W poprzednim roku w ramach akcji repatriacyjnej do Polski powróciło 525 osób o polskich korzeniach (rok wcześniej zaledwie 282). Od dwóch lat rząd PiS próbuje przekonać Polaków mieszkających za granicą, że ich repatriacja jest ważna dla państwa polskiego, że o nich nie zapomnieliśmy.
Rząd stawia głównie na Polaków zamieszkujących tereny byłego ZSRR. I słusznie. Do polskich korzeni przyznaje się m.in. 34 tys. obywateli Kazachstanu i 47 tys. Rosji.
Polacy akceptują repatriantów. Z badań wykonanych na zlecenie Stowarzyszenia „Wspólnota Polska" przez firmę Danae wynika, że połowa Polaków spotkała się z tym określeniem i wie, co oznacza. Ponad 57 proc. respondentów uważa, że Polska powinna sprowadzać repatriantów.
Rząd zakłada, że w ciągu 10 lat do Polski będzie mogło powrócić ok. 10 tys. osób. Sęk w tym, że w tym roku realnie będzie możliwe przesiedlenie zaledwie 700–750 osób. W budżecie zarezerwowano ok. 50 mln zł na wsparcie dla tych osób. W systemie RODAK, który stanowi bazę nazwisk osób chętnych do repatriacji, jest teraz ok. 2700 osób, niektóre osoby czekają na repatriację 10 lat. Przedstawiciele środowiska polonijnego z Kazachstanu wskazują, że chęć wyjazdu do Polski deklaruje nawet 10–15 tys. osób.

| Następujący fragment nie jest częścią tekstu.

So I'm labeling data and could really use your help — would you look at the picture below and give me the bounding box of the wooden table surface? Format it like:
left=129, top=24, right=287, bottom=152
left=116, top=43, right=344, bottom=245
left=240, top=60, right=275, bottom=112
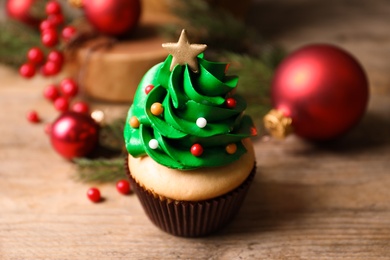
left=0, top=0, right=390, bottom=259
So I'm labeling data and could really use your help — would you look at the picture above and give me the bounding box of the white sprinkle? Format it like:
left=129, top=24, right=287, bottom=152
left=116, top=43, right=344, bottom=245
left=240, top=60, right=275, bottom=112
left=149, top=139, right=158, bottom=150
left=196, top=117, right=207, bottom=128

Tymczasem inne kraje poradziły sobie z repatriacją szybciej. Niemcy byli w stanie sprowadzać rocznie nawet 100 tys. osób, głównie z terenu byłego ZSRR, podobnie robi Rosja, ściągając swoich rodaków z republik azjatyckich oraz Ukrainy. Jakie są wąskie gardła, które utrudniają zakończenie tego procesu w Polsce? Dyskutowali o tym we wtorek w siedzibie Stowarzyszenia Wspólnota Polska przedstawiciele różnych instytucji.